Sentendo un senso di disagio soffocarlo, D'Artois sospirò.
Quando se ne dimenticava (e ciò accadeva più spesso di quanto volesse ammettere) erano il temperamento di Rossignol, la mancanza di contegno e la passione che mostrava a ricordargli che il suo amico era ancora un ragazzo: nel suo completo azzurro con i pizzi alle maniche, il panciotto a fiori, i capelli biondi legati da un nastro di velluto e le scarpe coi tacchetti, poteva essere scambiato per un paggio. Non era poi molto distante come età ai giovani che gli avevano aperto le porte e che, ora, ad un cenno del conte, gli porgevano un fazzoletto su un vassoio d'argento.

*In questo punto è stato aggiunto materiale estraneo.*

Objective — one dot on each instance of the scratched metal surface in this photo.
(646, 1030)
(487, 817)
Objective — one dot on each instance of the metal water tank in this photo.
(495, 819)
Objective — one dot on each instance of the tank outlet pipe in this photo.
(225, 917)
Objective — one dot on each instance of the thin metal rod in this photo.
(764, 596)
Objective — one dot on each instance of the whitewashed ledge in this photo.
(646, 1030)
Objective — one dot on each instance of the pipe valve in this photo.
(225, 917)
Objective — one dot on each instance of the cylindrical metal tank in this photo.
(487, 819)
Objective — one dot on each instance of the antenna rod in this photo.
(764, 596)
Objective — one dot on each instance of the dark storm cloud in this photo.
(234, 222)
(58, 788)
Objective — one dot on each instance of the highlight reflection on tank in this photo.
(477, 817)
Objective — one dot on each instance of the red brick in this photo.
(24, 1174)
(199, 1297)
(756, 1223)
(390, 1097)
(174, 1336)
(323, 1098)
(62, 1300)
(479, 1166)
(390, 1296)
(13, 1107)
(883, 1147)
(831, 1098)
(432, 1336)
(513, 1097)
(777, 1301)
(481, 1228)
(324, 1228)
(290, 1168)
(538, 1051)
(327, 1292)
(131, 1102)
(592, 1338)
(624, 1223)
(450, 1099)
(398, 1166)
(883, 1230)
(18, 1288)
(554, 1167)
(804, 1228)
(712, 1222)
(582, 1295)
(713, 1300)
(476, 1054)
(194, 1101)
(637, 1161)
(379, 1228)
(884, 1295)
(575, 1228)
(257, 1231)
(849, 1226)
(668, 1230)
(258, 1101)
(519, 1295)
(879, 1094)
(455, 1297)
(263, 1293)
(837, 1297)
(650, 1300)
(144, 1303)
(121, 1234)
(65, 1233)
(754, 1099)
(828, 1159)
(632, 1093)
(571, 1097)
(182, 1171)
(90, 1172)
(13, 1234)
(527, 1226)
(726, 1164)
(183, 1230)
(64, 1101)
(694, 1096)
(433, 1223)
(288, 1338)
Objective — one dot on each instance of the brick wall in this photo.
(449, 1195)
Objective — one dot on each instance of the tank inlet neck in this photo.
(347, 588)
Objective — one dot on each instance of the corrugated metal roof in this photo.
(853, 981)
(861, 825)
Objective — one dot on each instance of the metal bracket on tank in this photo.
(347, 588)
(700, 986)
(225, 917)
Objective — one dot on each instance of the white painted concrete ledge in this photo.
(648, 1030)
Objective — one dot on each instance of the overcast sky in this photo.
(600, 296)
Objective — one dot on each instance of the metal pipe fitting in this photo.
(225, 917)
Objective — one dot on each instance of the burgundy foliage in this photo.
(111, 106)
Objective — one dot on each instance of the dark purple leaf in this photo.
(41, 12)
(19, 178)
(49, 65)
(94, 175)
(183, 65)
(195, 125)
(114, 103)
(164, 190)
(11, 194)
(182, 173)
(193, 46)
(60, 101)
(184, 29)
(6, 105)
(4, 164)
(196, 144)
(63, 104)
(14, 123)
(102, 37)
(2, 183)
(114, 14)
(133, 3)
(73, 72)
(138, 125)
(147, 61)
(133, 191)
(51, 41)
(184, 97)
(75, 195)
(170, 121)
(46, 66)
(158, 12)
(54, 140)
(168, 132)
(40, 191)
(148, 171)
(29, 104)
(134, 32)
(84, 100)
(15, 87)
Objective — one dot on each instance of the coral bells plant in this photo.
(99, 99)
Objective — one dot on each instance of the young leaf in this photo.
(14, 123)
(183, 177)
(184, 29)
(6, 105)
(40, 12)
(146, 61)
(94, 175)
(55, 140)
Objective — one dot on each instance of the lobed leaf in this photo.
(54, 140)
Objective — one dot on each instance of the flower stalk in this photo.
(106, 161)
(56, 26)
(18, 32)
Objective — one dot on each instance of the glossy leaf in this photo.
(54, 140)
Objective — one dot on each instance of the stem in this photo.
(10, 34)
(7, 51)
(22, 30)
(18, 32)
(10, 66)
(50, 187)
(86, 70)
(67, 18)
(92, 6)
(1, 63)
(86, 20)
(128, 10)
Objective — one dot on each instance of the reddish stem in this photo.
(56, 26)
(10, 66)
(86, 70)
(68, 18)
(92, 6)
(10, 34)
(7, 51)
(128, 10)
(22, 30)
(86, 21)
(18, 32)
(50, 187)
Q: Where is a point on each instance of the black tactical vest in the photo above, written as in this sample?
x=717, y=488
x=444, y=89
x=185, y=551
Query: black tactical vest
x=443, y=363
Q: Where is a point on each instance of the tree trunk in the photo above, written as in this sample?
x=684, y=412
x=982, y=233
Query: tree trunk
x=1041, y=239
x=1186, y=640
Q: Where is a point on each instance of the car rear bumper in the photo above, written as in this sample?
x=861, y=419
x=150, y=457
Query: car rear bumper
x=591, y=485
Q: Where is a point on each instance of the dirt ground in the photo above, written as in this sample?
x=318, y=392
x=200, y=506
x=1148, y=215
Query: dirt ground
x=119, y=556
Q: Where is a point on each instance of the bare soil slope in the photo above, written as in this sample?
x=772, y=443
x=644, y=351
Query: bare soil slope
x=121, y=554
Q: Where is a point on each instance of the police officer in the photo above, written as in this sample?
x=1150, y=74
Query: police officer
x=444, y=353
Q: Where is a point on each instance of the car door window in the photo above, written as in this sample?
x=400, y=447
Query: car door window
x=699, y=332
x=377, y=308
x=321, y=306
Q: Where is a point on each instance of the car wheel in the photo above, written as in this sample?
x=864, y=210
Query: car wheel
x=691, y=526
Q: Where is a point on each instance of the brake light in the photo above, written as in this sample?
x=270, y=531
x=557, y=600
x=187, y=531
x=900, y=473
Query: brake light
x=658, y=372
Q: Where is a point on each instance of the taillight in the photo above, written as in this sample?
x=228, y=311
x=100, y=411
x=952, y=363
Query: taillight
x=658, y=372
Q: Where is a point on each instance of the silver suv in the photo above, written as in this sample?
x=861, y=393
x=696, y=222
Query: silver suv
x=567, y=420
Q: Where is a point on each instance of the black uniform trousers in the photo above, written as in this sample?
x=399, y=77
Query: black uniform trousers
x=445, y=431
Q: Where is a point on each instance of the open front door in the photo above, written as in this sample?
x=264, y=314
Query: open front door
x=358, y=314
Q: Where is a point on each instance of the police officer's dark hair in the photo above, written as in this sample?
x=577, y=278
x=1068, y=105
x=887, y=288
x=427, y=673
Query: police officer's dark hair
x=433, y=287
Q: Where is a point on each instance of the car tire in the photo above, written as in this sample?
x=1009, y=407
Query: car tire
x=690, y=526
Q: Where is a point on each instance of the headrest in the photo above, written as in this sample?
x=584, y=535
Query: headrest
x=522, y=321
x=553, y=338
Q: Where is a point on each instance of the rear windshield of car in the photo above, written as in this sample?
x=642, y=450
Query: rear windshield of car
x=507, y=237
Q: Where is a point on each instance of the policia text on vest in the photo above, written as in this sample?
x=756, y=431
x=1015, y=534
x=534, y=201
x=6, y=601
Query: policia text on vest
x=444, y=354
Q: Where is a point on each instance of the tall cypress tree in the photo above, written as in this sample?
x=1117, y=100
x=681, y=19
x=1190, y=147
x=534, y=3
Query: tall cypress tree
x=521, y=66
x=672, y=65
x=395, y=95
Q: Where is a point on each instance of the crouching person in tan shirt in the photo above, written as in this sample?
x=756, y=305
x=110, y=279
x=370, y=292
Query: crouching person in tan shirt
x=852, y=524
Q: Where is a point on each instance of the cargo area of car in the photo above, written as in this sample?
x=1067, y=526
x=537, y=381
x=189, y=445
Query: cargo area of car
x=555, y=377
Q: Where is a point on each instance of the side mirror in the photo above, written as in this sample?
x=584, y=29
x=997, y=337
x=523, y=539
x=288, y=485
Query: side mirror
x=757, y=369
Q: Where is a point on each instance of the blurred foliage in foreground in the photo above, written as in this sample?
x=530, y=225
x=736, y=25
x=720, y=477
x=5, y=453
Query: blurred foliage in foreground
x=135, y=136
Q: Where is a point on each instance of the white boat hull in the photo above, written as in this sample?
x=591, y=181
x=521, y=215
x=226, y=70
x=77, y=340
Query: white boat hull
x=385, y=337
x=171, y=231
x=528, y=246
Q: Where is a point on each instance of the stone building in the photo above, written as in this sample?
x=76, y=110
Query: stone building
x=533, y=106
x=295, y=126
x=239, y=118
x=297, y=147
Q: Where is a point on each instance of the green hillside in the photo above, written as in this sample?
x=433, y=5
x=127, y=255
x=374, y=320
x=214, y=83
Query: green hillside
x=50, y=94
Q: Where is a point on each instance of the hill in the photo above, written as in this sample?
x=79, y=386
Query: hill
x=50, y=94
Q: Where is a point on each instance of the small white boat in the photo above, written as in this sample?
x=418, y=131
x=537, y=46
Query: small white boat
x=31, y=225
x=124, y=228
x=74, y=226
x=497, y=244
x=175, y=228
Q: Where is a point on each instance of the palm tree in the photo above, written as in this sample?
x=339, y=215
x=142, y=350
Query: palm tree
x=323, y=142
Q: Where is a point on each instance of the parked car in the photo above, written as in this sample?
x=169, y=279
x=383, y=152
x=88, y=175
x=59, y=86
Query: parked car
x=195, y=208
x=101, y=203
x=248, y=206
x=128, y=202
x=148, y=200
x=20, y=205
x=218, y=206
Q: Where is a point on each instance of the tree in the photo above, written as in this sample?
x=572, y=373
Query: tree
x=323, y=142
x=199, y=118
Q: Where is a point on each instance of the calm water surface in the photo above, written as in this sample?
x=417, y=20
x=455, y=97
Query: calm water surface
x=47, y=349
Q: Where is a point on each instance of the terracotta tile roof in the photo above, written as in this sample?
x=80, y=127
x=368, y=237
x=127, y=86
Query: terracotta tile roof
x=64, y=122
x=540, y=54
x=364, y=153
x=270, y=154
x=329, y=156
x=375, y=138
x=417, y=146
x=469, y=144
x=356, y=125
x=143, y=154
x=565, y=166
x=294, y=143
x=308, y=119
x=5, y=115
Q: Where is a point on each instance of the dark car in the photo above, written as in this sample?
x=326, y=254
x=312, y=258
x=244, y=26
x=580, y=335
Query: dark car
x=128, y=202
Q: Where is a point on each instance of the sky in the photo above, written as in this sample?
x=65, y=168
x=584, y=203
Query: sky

Rossignol lo prese e se lo tamponò sul collo, laddove il velo della camicia segava e arrossava la pelle. Nella stanza era incredibilmente caldo ed aleggiava uno stagnante odore di chiuso, di candele spente da poco, di stoffa mal lavata.
“Non si possono aprire le finestre, qui dentro?” sbottò Rossignol rivolto al paggio, più duramente di quanto non avesse voluto. “Sua altezza reale potrebbe avere un mancamento.”
D'Artois rise di cuore. Una risata ricca, che sembrava abbracciare l'interezza della stanza.
“Sembrate voi quello in procinto di sentirsi male, Rossignol,” fece notare. “Desiderate che vi si porti dell'acqua?”
“Desidero, se posso parlare esplicitamente, che sia chiarito questo terribile malinteso!”
“Ma non v'è alcun malinteso da chiarire.”
Il suono dei tacchi sul legno e delle finestre che venivano spalancate, con buona pace di D'Artois che, comunque, conveniva sul fatto che il caldo fosse malsano, quasi coprì il suono indignato che venne da Rossignol.
“E voi, questo, come lo chiamate?” replicò, con un ampio gesto del braccio. “É un problema che avete creato voi, D'Artois, come minimo dovete aiutarmi a risolverlo. Non desidero arrecar torto a chi nemmeno conosco.”
D'Artois, di nuovo, aggrottò la fronte.
“Non mentite,” rispose, con una nota dura nella voce, “avete civettato con lui.”
“Senza malizia!”
“Oh, non insultatemi, Rossignol. Non so come possiate pensare che io creda nella vostra mancanza di malizia…e non solo per D'Ovigny.”
In quel momento, e fu ovvio, Rossignol esitò. Aveva i capelli illuminati dai raggi del sole e il viso era pallido e delicato come quello d’una ragazza, ma a D'Artois sembrò sul punto di spezzarsi.
“Di cosa state parlando, monsieur?”
Offeso dalla risposta, incredulo di fronte a tanta superficialità, il conte inarcò un sopracciglio.
“Parlo di un certo nostro amico comune che pare esservi particolarmente caro. Mon ami...” sospirò, spingendo con la punta delle dita di nuovo la lettera verso il bordo del tavolo. Un gesto semplice, così poco regale che Rossignol se ne sorprese. Raramente, per non dire mai, D'Artois si mostrava vulnerabile. “Io voglio aiutarvi. Ma non rendetemelo difficile e non rendete complicata la vostra vita. Fate un favore a voi stesso e date una possibilità a questa lettera.”
“Ma...”
“Jehan.” lo interruppe l'altro. Rossignol, con un brivido freddo lungo la schiena, riconobbe dal tono del conte che la conversazione era davvero, davvero finita. “A dispetto della vostra cecità, sto indirizzando il vostro interesse su amicizie meno politicamente difficili da mantenere, e con personalità più adatte al vostro carattere. Almeno provateci, temo che non abbiate altra scelta.”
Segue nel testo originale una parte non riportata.